Le pari de 13 milliards de dollars de Microsoft sur OpenAI est né de la crainte que l'entreprise ne soit déjà en train de perdre du terrain face à Google dans la course à l'IA, selon un échange de courriels internes de 2019 entre les dirigeants de Microsoft, rendu public mardi.
« J’étais très, très inquiet », déclare le directeur technique de Microsoft
Dans le courriel intitulé « Réflexions sur OpenAI », le directeur technique de Microsoft, Kevin Scott, a déclaré au PDG de l'entreprise, Satya Nadella, et au cofondateur Bill Gates qu'il était « très sceptique » quant aux premiers efforts de Google en matière d'IA et que « c'était une erreur »
« Quand ils ont utilisé toute l'infrastructure qu'ils avaient mise en place pour construire des modèles de traitement automatique du langage naturel que nous ne pouvions pas facilement reproduire, j'ai commencé à prendre les choses plus au sérieux », a déclaré Scott.
« Et en cherchant à comprendre où se situaient toutes les lacunes en matière de capacités entre Google et nous pour l'entraînement des modèles, je suis devenu très, très inquiet. »
Scott a reconnu dans son courriel que Microsoft accusait plusieurs années de retard sur ses concurrents en matière d'apprentissage automatique à grande échelle. Il a précisé qu'il avait fallu environ six mois à Microsoft pour entraîner son modèle, tandis que Google disposait de son modèle BERT-large six mois auparavant.

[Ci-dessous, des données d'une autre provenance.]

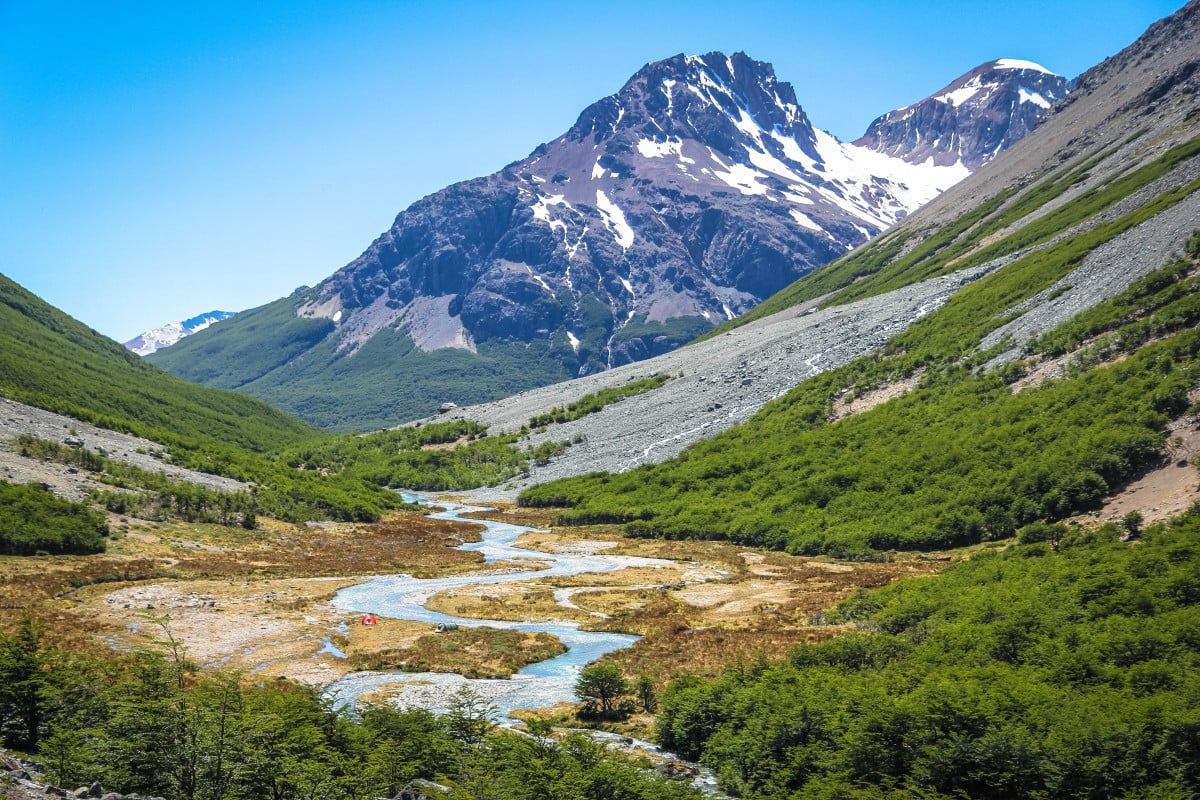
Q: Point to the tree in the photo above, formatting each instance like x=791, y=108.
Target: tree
x=601, y=683
x=469, y=716
x=22, y=684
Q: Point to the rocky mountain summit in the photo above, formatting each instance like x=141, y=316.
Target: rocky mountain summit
x=171, y=332
x=1122, y=115
x=971, y=120
x=681, y=202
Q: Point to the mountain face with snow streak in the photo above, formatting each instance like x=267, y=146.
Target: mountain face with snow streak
x=684, y=199
x=694, y=193
x=169, y=334
x=971, y=120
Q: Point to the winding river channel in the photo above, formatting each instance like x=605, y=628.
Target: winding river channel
x=402, y=596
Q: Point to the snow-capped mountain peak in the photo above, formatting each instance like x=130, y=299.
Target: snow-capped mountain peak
x=971, y=120
x=683, y=199
x=169, y=334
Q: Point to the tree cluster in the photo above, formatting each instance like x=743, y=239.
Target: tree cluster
x=1025, y=673
x=145, y=723
x=34, y=521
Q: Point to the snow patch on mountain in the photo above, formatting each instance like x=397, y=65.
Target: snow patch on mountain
x=169, y=334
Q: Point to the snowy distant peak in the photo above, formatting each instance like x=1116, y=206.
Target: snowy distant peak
x=1019, y=64
x=973, y=118
x=687, y=197
x=169, y=334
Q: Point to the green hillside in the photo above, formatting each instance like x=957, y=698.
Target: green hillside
x=965, y=457
x=292, y=364
x=52, y=361
x=1067, y=672
x=898, y=259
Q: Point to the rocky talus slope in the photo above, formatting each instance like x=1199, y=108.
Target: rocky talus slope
x=696, y=191
x=1126, y=113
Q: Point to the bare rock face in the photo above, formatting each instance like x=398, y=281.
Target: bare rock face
x=684, y=199
x=169, y=334
x=695, y=192
x=972, y=119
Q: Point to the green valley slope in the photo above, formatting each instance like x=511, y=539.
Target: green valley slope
x=1089, y=218
x=52, y=361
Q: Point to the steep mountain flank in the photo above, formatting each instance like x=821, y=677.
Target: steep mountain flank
x=681, y=202
x=1099, y=194
x=52, y=361
x=171, y=332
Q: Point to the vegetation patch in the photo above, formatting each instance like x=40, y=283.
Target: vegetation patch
x=34, y=521
x=471, y=651
x=1031, y=672
x=959, y=461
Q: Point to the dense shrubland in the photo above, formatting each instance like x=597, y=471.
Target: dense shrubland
x=1036, y=672
x=34, y=521
x=961, y=459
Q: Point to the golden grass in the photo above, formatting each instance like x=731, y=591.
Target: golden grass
x=514, y=601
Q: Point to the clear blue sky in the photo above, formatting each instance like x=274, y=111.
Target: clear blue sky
x=167, y=157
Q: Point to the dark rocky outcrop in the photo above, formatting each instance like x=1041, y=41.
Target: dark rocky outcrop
x=972, y=119
x=684, y=199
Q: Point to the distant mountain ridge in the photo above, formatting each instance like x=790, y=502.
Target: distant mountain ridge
x=681, y=202
x=169, y=334
x=972, y=119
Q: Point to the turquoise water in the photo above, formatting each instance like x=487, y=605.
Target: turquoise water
x=402, y=596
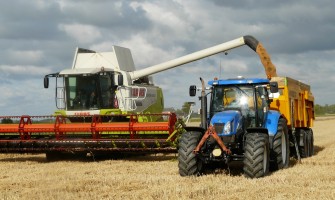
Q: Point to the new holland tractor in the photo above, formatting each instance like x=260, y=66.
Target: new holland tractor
x=252, y=121
x=106, y=106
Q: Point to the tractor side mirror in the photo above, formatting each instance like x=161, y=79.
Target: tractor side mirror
x=119, y=79
x=193, y=90
x=46, y=82
x=273, y=87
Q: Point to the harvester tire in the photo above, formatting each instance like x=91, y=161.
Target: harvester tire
x=280, y=152
x=188, y=162
x=256, y=155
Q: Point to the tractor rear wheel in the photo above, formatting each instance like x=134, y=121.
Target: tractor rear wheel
x=256, y=155
x=188, y=162
x=280, y=153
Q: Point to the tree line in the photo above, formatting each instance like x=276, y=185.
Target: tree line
x=324, y=110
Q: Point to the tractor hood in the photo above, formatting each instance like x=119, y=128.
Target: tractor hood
x=227, y=122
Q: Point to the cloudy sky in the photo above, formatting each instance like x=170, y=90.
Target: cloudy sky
x=39, y=37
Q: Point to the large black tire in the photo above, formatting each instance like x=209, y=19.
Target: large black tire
x=280, y=152
x=256, y=155
x=189, y=163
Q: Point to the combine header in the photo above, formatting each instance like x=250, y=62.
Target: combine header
x=56, y=133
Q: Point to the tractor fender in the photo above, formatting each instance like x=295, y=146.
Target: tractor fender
x=272, y=122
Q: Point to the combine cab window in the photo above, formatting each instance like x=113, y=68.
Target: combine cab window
x=89, y=92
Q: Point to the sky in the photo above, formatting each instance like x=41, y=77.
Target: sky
x=40, y=37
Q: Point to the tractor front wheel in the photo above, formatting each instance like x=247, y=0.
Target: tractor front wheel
x=189, y=163
x=256, y=155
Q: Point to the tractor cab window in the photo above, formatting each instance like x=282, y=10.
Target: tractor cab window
x=262, y=105
x=89, y=92
x=233, y=97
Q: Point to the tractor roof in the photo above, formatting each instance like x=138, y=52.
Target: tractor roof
x=239, y=81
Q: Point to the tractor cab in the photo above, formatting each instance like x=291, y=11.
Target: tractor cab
x=238, y=104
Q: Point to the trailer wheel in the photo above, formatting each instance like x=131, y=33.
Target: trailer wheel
x=306, y=148
x=280, y=153
x=189, y=163
x=311, y=142
x=256, y=155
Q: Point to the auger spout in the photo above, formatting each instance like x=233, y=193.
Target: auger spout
x=245, y=40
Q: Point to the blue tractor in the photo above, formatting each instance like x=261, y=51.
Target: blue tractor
x=240, y=126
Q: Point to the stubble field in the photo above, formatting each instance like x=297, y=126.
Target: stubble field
x=156, y=177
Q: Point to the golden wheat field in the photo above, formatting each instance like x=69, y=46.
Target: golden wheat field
x=156, y=177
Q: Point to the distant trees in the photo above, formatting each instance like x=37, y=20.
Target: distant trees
x=323, y=110
x=6, y=121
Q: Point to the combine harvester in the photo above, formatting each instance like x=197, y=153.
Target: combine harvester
x=106, y=106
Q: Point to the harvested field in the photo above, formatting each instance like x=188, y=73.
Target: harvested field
x=156, y=177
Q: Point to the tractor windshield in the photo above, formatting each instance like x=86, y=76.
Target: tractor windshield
x=232, y=97
x=89, y=92
x=250, y=100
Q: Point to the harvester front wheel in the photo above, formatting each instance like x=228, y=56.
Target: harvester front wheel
x=280, y=153
x=256, y=155
x=189, y=163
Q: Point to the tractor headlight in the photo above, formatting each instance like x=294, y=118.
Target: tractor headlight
x=227, y=128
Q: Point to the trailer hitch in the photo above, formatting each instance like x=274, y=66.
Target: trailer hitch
x=211, y=132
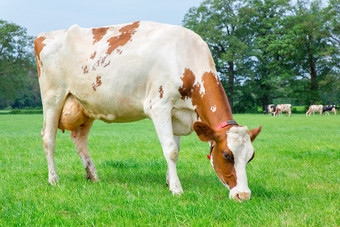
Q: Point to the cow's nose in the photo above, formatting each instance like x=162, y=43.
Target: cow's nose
x=241, y=196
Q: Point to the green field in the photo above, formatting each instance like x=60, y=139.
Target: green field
x=294, y=177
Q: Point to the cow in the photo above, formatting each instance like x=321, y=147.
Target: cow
x=129, y=72
x=270, y=109
x=287, y=108
x=330, y=108
x=313, y=109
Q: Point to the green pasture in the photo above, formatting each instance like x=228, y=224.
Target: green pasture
x=294, y=177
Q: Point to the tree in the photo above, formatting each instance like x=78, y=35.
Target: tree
x=17, y=67
x=218, y=23
x=264, y=23
x=310, y=50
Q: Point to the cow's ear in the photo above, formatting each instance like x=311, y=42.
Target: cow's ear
x=204, y=131
x=254, y=132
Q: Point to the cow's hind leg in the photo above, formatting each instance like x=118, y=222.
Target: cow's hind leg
x=161, y=118
x=79, y=137
x=75, y=119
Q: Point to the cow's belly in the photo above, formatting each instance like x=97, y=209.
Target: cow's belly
x=112, y=103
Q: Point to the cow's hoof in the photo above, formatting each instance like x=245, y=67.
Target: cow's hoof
x=53, y=179
x=176, y=191
x=93, y=178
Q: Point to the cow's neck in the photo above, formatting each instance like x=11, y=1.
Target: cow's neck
x=213, y=107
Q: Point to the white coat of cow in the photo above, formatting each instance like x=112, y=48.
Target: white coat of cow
x=129, y=72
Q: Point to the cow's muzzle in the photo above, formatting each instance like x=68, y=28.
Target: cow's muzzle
x=240, y=196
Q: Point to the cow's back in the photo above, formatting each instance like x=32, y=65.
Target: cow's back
x=113, y=71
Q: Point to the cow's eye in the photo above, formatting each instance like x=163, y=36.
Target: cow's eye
x=227, y=156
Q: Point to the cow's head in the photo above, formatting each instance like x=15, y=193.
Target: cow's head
x=231, y=150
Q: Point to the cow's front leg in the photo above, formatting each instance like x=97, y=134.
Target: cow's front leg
x=178, y=142
x=163, y=125
x=48, y=133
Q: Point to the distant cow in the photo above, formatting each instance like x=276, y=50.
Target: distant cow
x=313, y=109
x=330, y=108
x=286, y=108
x=271, y=108
x=129, y=72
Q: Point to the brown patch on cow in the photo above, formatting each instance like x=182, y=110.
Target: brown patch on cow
x=107, y=64
x=214, y=96
x=97, y=84
x=187, y=88
x=98, y=33
x=160, y=92
x=93, y=55
x=38, y=47
x=120, y=40
x=85, y=69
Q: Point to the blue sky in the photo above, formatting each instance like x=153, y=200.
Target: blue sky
x=47, y=15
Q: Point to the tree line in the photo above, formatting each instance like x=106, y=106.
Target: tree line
x=265, y=51
x=271, y=51
x=19, y=85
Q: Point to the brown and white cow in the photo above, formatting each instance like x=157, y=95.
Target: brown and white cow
x=286, y=108
x=129, y=72
x=313, y=109
x=330, y=108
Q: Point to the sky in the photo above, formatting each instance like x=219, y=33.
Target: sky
x=48, y=15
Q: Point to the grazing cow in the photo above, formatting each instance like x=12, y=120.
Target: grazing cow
x=270, y=109
x=313, y=109
x=330, y=108
x=129, y=72
x=287, y=108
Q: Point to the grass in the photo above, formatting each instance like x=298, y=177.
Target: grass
x=294, y=177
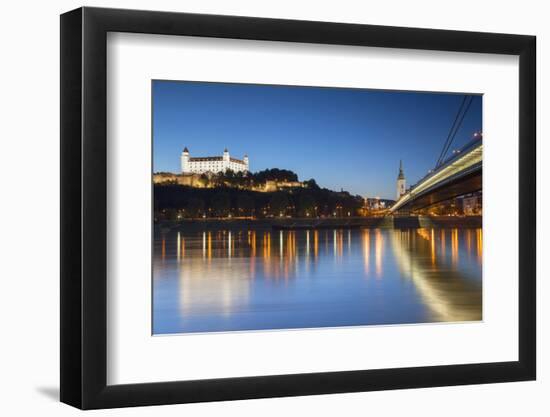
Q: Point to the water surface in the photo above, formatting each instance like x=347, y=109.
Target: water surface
x=255, y=279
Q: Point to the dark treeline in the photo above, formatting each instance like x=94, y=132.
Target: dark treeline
x=172, y=201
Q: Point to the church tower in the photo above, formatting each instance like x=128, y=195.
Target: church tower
x=185, y=160
x=400, y=181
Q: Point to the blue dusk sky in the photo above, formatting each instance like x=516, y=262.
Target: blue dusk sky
x=343, y=138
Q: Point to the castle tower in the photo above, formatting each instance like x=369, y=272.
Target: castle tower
x=400, y=181
x=185, y=160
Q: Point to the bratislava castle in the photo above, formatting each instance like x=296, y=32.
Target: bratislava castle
x=213, y=164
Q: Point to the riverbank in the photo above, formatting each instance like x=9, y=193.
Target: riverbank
x=412, y=222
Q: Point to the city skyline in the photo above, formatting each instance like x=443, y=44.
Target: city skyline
x=351, y=139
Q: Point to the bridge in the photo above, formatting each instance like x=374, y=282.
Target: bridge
x=459, y=175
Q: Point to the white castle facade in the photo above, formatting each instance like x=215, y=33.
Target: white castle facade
x=212, y=164
x=401, y=183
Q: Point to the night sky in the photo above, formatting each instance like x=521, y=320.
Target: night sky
x=343, y=138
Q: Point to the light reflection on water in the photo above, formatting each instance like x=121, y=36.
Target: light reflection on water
x=223, y=280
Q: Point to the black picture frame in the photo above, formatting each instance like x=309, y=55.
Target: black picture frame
x=84, y=207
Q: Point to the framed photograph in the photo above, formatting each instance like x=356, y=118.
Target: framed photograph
x=259, y=208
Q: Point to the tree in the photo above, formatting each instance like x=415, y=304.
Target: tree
x=245, y=204
x=194, y=207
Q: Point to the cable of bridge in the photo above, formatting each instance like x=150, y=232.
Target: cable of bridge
x=459, y=118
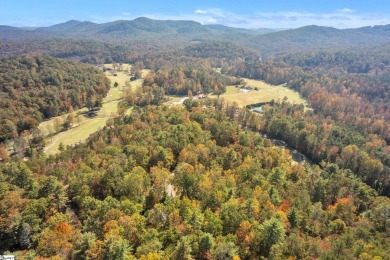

« Ainsi, pendant le temps qu'il nous a fallu pour mettre au point la capacité d'entraîner un modèle à 340 millions de paramètres, ils ont eu un an pour trouver comment le mettre en production et passer à des modèles plus vastes et plus intéressants », a écrit Scott.
ChatGPT et les outils d'IA auraient pu être lancés plus tôt sans le monopole de Google
Le courriel a été rendu public dans le cadre de la procédure antitrust engagée contre Google. Cependant, seule une petite partie a été divulguée après que plusieurs médias ont fait pression pour sa publication, selon Bloomberg. La majeure partie du contenu reste caviardée.
Selon la plainte déposée par le ministère de la Justice, Google utilise des méthodes de pressiontronpour contrôler 90 % des recherches Internet. Le ministère allègue que Google a versé des sommes considérables à des entreprises comme Apple pour que son moteur de recherche devienne le moteur par défaut de leurs produits.
Dans son argumentation, le ministère de la Justice a affirmé que certaines innovations en matière d'IA, comme ChatGPT, auraient pu être commercialisées des années plus tôt si Google n'avait pas monopolisé le marché de la recherche.